Zen and the art of “Frankly, my dear, I don ‘t give a damn!”

Filed under: Commentary — Tags: , , , — Bob Patterson @ 12:31 pm

” . . . to dream the impossible dream . . . ”

The real winners in this week’s national embarrassment will be the pundits.  The Tea Party got concession after concession.  President Obama got a walk-off last minute settlement.  The talking heads will get the chance to give their sages’ opinions to bigger than usual audiences this weekend even if they have to play the “too close to call” card when the host/croupier calls for a halt to the equivocating on the question of “Who was the real winner?”

Pundits employed by the mainstream media will ignore the fact that the Teabag Republicans attempted to go outside the Constitution to defund a law that had been passed by a previous Congress and concentrate on the idea that the Republicans will have a major challenge to reelection next November.  They will not go into territory where they might have to admit the possibility that if the Teabagers went outside the Constitution to attack Obamacare, they might use the electronic voting machines (with unverifiable results) to produce an undeserved win.

Competing with the well publicized and well connected pundits who refuse to consider anything but points of view that have been blessed by billionaire media owners (kosher-ized?) is an assignment for a columnist who is “the man” at on the La Mancha Times because, it would seem, the ultra rich are the unbeatable foes.

On the Columbus Day Holiday, the situation was:  The negotiation tactic of moving the goal line will be effective up until the clock runs out.  Then it will be time for both political parties to kick the can down the road and start the blame game as part of the preparations for the mid term elections in November of 2014.
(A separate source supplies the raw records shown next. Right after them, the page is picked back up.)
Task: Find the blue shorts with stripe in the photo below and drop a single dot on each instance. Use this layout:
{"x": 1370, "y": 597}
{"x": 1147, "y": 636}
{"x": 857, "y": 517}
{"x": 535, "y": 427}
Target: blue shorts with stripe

Some cynical pundits (moi?) wonder when voters in the USA will realize that there is a vast credibility gap between the effusive patriotic enthusiasms the Republicans display when the military goes off to participate in a new quagmire and the hypocritical lack of attention they pay to the fiscal needs of the lesser known veterans’ programs.  Which group does the Tea Party love the most:  the disabled vets, the unemployed, or the hungry children?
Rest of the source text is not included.